In particular, small tumors were poorly detected by FDG-PET. If a tumor was less than 1 cm in size, less than one-quarter of the time it was detectable by FDG-PET. In patients on chemotherapy, lesions were detectable by FDG-PET in less than half the cases. In fact, for lesions less than 1 cm in patients on chemotherapy, viable tumor was detectable by FDG-PET less than 10% of the time. This is also reflected in the ROC curves (Figures 4,5). In patients not on chemotherapy, the areas under the curve for the ROC curve (0.87) for FDG-PET was equivalent to CT or CTAP. When patients were on chemotherapy, the area dropped to 0.66. For large lesions (>1 cm), the area under the ROC curve was 0.83, equivalent to cross-sectional imaging. For lesions less than 1 cm, the area was 0.58, only a little better than flipping a coin.

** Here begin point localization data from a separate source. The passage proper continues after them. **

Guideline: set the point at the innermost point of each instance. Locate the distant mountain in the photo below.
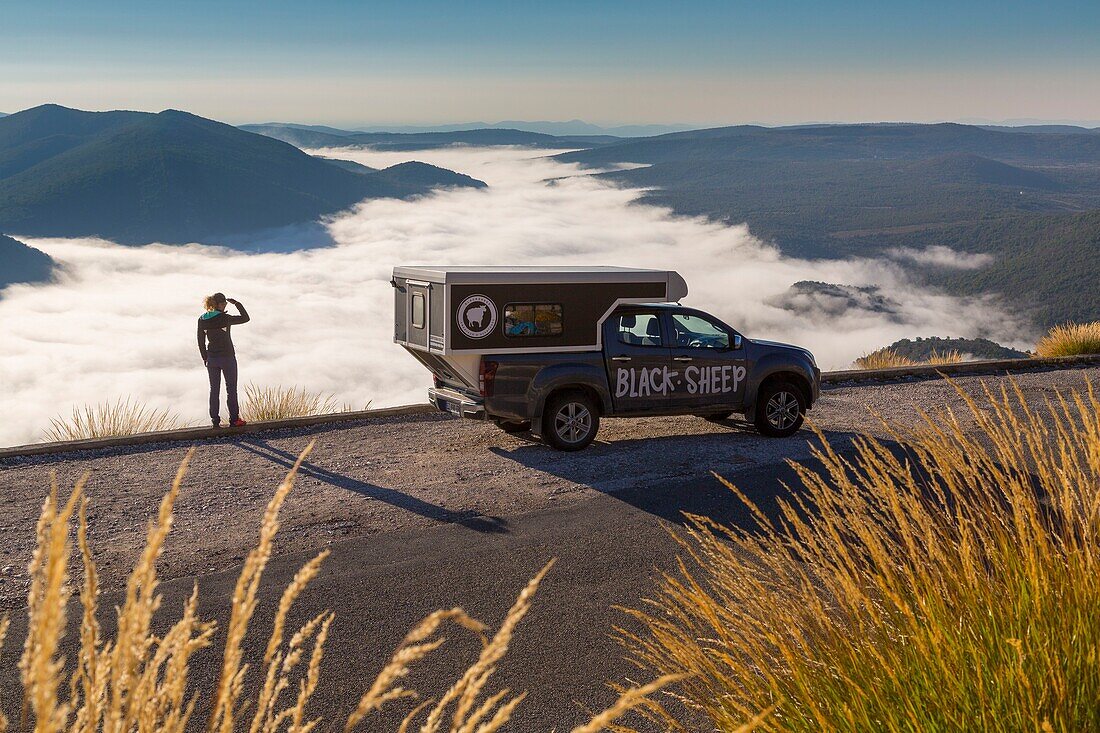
(1029, 203)
(402, 141)
(572, 128)
(550, 128)
(20, 263)
(844, 142)
(1058, 129)
(826, 301)
(921, 349)
(139, 177)
(966, 167)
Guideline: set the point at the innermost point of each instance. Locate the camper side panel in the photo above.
(545, 317)
(400, 312)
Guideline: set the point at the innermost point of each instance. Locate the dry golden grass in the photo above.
(107, 419)
(1069, 340)
(883, 359)
(279, 403)
(950, 586)
(890, 359)
(139, 680)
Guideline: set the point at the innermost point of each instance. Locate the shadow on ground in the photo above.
(468, 518)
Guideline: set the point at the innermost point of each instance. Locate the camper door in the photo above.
(418, 296)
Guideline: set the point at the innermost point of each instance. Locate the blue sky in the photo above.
(343, 63)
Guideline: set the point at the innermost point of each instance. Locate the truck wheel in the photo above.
(570, 420)
(780, 409)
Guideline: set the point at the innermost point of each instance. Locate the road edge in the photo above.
(850, 378)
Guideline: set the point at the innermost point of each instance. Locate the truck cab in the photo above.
(634, 359)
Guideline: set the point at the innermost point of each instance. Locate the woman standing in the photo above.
(216, 345)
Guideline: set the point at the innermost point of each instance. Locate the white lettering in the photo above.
(739, 373)
(647, 382)
(690, 375)
(622, 383)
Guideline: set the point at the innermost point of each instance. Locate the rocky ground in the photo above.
(415, 471)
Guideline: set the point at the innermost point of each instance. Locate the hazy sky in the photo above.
(424, 62)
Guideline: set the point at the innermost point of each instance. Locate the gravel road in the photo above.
(430, 512)
(409, 472)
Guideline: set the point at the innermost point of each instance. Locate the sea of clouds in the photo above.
(120, 321)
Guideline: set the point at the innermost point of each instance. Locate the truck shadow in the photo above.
(468, 518)
(672, 477)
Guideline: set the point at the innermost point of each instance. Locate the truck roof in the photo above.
(452, 274)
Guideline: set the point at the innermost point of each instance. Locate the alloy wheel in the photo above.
(782, 411)
(573, 422)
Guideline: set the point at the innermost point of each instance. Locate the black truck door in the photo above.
(711, 369)
(638, 361)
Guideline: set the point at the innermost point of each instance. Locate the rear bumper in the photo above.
(455, 403)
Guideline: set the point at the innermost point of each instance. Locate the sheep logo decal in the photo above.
(476, 316)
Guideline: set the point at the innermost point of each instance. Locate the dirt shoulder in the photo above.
(414, 471)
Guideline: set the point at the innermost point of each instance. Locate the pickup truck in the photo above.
(656, 359)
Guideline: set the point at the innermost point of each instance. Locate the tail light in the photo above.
(485, 376)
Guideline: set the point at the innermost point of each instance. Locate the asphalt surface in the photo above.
(450, 513)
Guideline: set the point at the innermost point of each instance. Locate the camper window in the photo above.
(524, 319)
(417, 310)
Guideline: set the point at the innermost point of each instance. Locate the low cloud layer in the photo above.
(120, 321)
(937, 255)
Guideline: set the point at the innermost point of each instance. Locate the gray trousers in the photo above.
(217, 367)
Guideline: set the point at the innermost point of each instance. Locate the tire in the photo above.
(781, 408)
(570, 420)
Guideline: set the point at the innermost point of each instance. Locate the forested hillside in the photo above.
(138, 177)
(20, 263)
(1030, 201)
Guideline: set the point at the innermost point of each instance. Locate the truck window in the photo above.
(639, 329)
(695, 332)
(526, 319)
(417, 310)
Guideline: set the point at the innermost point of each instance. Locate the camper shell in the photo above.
(448, 317)
(551, 350)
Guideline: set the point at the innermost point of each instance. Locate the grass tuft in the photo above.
(281, 403)
(883, 359)
(141, 680)
(1070, 340)
(108, 419)
(946, 580)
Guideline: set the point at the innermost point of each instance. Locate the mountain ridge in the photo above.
(138, 177)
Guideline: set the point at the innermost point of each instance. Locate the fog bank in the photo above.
(120, 321)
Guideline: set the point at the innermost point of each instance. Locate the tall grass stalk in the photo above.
(279, 403)
(950, 586)
(108, 419)
(140, 680)
(1069, 340)
(883, 359)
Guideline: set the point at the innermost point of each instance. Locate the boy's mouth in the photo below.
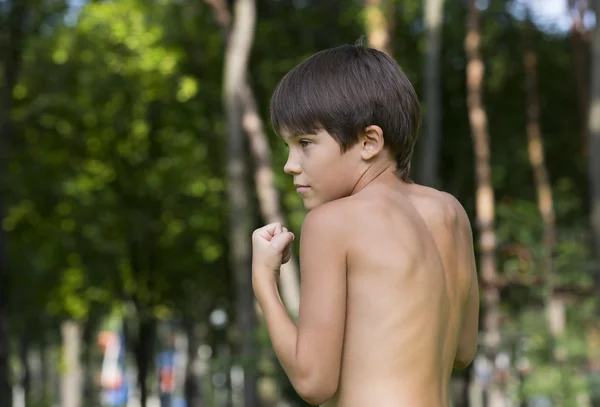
(301, 188)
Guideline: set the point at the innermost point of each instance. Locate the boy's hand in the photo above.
(271, 247)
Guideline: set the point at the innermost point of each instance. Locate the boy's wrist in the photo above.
(264, 281)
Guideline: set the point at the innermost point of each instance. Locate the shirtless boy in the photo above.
(389, 296)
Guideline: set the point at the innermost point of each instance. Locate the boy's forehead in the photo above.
(287, 135)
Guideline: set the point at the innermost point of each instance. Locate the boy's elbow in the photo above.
(316, 391)
(464, 359)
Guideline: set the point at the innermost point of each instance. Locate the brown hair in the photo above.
(345, 89)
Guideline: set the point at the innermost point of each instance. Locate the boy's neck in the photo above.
(375, 174)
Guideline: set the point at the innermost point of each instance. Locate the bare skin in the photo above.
(389, 299)
(409, 275)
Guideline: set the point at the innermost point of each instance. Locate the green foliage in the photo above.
(115, 179)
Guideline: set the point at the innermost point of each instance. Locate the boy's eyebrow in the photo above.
(287, 138)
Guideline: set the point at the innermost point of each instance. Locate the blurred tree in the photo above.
(237, 54)
(379, 20)
(594, 133)
(580, 46)
(264, 179)
(427, 172)
(485, 203)
(14, 14)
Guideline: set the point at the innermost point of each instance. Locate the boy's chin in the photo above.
(310, 204)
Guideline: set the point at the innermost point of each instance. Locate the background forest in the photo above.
(136, 158)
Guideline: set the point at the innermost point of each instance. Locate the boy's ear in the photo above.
(371, 142)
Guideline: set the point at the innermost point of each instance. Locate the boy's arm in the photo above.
(467, 345)
(311, 352)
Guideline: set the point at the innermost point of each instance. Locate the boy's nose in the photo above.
(291, 168)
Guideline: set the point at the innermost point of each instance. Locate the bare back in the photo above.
(409, 273)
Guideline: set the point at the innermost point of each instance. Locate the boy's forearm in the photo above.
(282, 329)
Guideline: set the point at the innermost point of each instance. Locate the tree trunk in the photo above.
(535, 145)
(268, 197)
(594, 132)
(484, 201)
(378, 24)
(143, 353)
(25, 348)
(579, 48)
(70, 394)
(194, 375)
(432, 137)
(236, 62)
(11, 56)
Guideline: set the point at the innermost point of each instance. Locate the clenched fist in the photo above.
(271, 247)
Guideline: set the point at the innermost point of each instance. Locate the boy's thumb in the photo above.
(281, 240)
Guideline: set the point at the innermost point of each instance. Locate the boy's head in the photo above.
(344, 92)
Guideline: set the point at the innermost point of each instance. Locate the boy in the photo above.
(389, 296)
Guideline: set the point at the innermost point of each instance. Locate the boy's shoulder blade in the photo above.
(331, 216)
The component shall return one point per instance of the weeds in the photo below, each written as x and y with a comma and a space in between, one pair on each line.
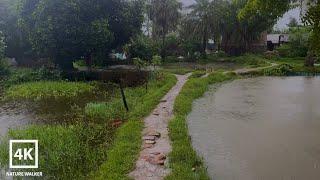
184, 162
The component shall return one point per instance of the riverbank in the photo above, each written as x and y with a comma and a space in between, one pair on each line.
94, 134
184, 161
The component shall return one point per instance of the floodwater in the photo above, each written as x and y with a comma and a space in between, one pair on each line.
265, 128
13, 116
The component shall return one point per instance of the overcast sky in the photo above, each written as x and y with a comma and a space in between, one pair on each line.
282, 23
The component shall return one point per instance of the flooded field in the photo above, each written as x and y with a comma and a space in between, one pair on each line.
260, 129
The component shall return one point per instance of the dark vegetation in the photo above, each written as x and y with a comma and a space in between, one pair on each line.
58, 53
91, 132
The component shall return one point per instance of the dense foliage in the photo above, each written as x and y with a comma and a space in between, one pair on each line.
65, 30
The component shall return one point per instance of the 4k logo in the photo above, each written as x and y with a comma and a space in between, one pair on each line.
23, 154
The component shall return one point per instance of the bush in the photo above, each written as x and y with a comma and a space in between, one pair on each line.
298, 45
281, 70
171, 59
141, 47
46, 90
105, 112
172, 45
23, 75
251, 60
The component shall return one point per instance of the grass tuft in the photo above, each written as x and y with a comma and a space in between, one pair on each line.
125, 150
184, 161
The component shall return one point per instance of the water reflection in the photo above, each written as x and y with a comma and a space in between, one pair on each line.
260, 129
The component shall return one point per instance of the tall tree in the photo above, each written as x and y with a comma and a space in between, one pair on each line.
247, 20
66, 30
2, 46
165, 15
207, 17
17, 43
312, 18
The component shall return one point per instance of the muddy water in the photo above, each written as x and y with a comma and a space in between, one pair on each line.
260, 129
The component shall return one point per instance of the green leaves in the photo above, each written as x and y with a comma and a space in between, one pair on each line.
45, 90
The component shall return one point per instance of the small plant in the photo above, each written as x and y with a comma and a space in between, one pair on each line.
45, 90
105, 112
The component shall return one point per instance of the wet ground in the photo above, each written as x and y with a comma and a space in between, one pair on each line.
260, 129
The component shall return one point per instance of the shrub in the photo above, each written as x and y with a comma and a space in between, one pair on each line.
171, 59
141, 47
105, 112
251, 60
172, 45
281, 70
46, 90
23, 75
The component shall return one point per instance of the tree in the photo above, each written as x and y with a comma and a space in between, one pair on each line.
207, 17
141, 47
257, 16
312, 18
66, 30
17, 43
2, 46
293, 22
165, 15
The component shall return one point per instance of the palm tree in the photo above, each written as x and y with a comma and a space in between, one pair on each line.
165, 15
208, 20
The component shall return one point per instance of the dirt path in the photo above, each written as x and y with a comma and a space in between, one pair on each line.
156, 143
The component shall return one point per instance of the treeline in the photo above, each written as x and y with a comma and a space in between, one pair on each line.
64, 31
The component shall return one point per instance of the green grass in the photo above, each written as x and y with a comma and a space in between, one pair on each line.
179, 71
184, 162
89, 145
198, 74
44, 90
124, 152
65, 152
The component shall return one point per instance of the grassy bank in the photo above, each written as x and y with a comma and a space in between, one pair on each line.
184, 162
44, 90
90, 143
124, 151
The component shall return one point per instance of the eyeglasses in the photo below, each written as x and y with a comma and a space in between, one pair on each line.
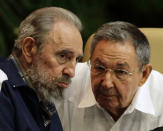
120, 74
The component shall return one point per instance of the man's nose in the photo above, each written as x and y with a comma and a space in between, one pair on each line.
70, 68
107, 80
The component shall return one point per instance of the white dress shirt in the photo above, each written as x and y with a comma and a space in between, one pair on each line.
80, 112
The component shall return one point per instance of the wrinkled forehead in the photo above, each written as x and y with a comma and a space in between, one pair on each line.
114, 53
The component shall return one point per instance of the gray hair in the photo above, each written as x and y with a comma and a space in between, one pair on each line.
122, 32
40, 22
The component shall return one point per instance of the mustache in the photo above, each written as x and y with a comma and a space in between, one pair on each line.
105, 91
65, 79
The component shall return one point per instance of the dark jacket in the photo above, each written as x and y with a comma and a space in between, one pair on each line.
19, 105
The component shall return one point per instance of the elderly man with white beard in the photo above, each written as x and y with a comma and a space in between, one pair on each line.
40, 67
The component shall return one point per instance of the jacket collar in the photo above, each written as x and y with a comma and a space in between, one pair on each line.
141, 102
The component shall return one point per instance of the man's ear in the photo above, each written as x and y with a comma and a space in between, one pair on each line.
146, 70
29, 49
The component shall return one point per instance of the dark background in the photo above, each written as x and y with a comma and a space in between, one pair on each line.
93, 13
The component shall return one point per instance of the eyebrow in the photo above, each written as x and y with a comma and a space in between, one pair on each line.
122, 65
67, 51
97, 60
64, 52
119, 64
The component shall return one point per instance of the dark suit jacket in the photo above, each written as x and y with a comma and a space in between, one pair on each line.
19, 105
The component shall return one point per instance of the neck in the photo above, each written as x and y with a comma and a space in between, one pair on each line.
116, 113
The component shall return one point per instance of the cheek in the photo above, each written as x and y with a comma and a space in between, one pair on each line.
51, 67
127, 92
94, 82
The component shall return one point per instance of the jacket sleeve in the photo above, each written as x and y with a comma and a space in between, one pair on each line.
6, 114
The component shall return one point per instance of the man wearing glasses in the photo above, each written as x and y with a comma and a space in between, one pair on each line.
124, 94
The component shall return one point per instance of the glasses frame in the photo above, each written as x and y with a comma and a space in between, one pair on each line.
125, 73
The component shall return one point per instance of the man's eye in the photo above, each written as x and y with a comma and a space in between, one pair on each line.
62, 56
121, 72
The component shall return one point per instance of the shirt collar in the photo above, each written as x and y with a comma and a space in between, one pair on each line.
141, 102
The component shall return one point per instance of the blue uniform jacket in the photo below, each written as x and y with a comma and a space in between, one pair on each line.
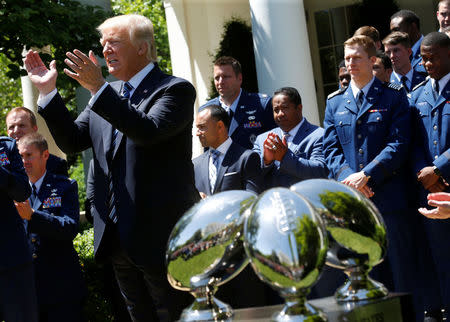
418, 77
303, 160
431, 120
374, 139
253, 116
14, 246
53, 226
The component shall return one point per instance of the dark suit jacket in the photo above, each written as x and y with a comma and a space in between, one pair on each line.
253, 115
57, 165
151, 166
14, 185
239, 171
53, 226
303, 160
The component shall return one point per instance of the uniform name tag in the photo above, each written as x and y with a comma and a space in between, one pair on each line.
52, 202
4, 159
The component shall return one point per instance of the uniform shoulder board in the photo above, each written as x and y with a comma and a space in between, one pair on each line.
339, 91
420, 84
397, 87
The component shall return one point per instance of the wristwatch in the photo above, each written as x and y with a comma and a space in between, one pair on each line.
437, 171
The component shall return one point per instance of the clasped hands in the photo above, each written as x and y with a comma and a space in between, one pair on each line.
274, 148
86, 70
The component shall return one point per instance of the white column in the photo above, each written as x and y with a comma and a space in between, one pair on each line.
282, 53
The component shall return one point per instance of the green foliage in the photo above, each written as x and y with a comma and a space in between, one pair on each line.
154, 10
76, 172
237, 42
96, 308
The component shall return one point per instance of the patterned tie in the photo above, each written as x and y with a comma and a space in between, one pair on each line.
404, 80
213, 167
359, 99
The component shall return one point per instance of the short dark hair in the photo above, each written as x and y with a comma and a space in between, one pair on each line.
436, 38
397, 38
368, 31
385, 60
291, 93
35, 139
30, 113
218, 113
228, 60
408, 16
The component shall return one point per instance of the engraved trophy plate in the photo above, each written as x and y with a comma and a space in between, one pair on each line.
356, 234
206, 250
286, 242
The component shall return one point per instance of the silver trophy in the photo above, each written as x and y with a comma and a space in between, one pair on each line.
356, 234
286, 242
206, 250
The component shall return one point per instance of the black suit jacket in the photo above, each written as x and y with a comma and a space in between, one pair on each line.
240, 170
151, 164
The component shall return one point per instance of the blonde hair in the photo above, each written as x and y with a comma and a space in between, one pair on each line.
139, 27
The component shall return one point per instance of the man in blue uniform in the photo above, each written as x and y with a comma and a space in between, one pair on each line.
367, 130
250, 113
17, 291
407, 21
52, 213
398, 47
430, 103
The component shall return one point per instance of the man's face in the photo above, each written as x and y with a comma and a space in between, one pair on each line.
285, 113
207, 129
33, 160
358, 63
436, 60
380, 72
227, 83
399, 56
443, 15
344, 77
122, 57
18, 124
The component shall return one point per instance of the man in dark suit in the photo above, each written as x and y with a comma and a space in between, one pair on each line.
17, 290
291, 152
52, 213
140, 130
398, 47
250, 113
21, 121
407, 21
226, 165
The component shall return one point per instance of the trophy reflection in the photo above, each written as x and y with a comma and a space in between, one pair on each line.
356, 234
206, 250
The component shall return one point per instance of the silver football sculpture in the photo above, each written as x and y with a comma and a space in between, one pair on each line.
205, 250
356, 234
286, 242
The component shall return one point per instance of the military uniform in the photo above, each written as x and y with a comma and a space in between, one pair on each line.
253, 116
375, 139
17, 293
431, 122
53, 226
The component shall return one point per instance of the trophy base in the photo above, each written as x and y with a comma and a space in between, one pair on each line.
207, 310
293, 312
360, 289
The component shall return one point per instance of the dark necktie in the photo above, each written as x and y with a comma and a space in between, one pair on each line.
359, 99
404, 80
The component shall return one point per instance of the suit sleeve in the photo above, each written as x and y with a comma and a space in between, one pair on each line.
334, 154
302, 168
170, 114
70, 136
393, 156
252, 173
13, 179
64, 225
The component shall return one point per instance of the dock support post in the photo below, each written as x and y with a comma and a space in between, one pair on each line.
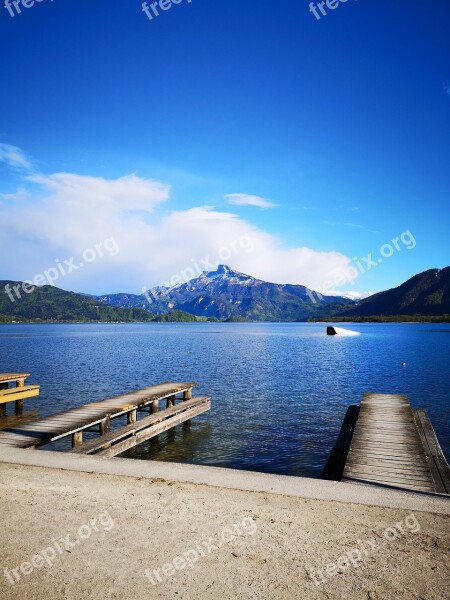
18, 404
105, 425
132, 417
77, 439
3, 413
187, 395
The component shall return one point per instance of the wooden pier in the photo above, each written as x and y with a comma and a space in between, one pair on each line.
393, 445
98, 415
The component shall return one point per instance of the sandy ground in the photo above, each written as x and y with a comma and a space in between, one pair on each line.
83, 536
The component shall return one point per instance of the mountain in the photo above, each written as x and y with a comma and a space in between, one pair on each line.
53, 304
427, 294
227, 294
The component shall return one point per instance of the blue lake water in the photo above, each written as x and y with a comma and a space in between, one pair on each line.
279, 391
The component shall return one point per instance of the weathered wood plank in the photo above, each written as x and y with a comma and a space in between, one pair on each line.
74, 420
389, 447
150, 432
134, 428
438, 464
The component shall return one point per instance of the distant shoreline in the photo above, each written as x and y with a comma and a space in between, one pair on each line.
358, 320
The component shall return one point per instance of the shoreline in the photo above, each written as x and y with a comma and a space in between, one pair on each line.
128, 533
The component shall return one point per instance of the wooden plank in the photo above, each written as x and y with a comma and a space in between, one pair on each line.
150, 432
438, 464
71, 421
10, 377
18, 393
387, 448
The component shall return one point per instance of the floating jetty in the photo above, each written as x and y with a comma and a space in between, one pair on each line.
385, 442
97, 416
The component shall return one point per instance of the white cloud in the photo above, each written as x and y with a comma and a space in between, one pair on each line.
350, 294
14, 157
21, 194
247, 200
68, 213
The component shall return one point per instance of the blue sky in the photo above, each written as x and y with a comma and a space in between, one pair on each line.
218, 121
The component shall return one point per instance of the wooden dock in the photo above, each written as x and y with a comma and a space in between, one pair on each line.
18, 393
394, 446
98, 415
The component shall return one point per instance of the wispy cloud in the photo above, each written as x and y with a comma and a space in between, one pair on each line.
72, 212
347, 224
21, 194
14, 157
248, 200
340, 223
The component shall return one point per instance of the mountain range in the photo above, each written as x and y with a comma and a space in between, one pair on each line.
225, 294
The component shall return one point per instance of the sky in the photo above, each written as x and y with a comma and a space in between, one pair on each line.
136, 152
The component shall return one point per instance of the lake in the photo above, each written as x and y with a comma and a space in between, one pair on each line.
279, 391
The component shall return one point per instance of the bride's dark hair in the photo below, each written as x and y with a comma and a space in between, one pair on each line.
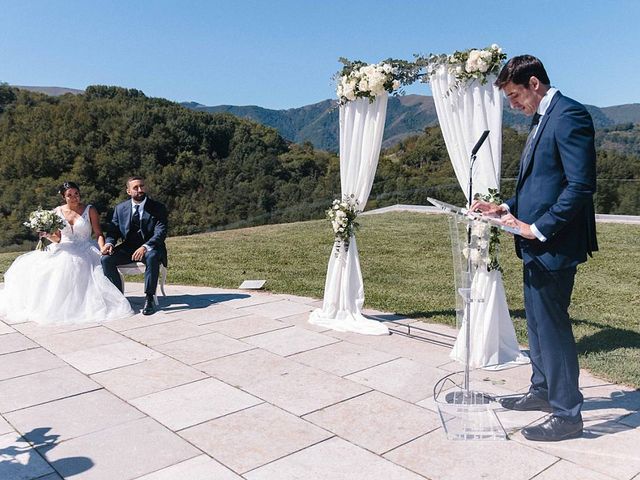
66, 186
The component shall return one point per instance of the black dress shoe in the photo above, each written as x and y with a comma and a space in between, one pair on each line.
553, 429
526, 403
149, 306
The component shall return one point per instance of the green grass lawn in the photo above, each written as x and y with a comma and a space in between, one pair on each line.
407, 269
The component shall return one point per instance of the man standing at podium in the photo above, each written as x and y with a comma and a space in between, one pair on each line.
553, 209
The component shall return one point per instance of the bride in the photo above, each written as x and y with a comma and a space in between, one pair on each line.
65, 284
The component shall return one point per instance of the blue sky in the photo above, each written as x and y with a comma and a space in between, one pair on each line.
282, 53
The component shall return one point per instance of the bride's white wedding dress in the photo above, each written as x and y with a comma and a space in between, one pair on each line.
63, 285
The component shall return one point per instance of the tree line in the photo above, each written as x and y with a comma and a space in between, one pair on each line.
214, 171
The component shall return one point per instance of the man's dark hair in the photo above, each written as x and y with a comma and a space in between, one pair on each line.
519, 70
133, 178
66, 186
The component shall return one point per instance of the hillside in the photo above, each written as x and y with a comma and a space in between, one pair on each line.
217, 171
52, 91
212, 171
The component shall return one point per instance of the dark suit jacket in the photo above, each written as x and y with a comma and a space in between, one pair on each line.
555, 188
153, 225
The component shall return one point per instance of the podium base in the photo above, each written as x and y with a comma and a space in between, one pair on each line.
467, 414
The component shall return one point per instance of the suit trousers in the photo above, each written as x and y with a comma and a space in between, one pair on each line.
554, 358
122, 256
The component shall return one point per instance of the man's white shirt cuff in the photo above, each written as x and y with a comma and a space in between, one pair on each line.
537, 233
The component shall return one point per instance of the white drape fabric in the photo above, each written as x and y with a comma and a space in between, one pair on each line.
464, 112
361, 129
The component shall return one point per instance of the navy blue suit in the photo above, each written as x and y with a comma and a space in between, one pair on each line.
152, 232
554, 191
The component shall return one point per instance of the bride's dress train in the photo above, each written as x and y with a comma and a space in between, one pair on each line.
63, 285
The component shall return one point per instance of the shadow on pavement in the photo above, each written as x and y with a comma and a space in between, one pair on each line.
23, 461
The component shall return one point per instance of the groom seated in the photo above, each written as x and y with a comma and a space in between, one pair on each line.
141, 224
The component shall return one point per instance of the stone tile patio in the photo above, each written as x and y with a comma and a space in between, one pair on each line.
227, 385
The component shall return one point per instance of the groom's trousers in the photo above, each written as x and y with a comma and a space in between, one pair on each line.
122, 256
554, 358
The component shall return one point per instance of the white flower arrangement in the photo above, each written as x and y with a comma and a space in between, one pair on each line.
44, 221
342, 216
468, 65
361, 80
478, 249
489, 243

Figure 4 ROC curves for the imaging modalities according to size of liver metastases. CT, computed tomography; CTAP, CT arterial portography; PET, positron emission tomography; ROC, receiver operating characteristic.
Figure 5 ROC curves for the various modalities according to immediate exposure to chemotherapy. CT, computed tomography; CTAP, CT arterial portography; PET, positron emission tomography; ROC, receiver operating characteristic.

Discussion

Accumulating experience with FDG-PET has suggested that this diagnostic modality may have clinical utility in the management of patients with hepatic colorectal metastases (10-14). Previous studies have suggested that FDG-PET is capable of identifying a subset of metastases missed by conventional diagnostic imaging modalities (11-23). There have been a number of small, mostly retrospective studies of the impact of FDG-PET on management of patients with hepatic colorectal metastases (11-23). Many other cross-sectional imaging modalities have also been developed and refined for staging of patients with hepatic colorectal metastases and for surgical planning. No prior study had fully compared utility of these exams according to site. No prior study performed independent blinded readings to allow assessment of effect of each test and combinations of tests. Employing a large prospective analysis of the impact of preoperative FDG-PET imaging on the clinical management of patients with hepatic colorectal metastases, we have observed that routine incorporation of FDG-PET into preoperative diagnostic evaluation can meaningfully alter the clinical management of approximately one-third of all patients presenting with potentially resectable hepatic colorectal metastases.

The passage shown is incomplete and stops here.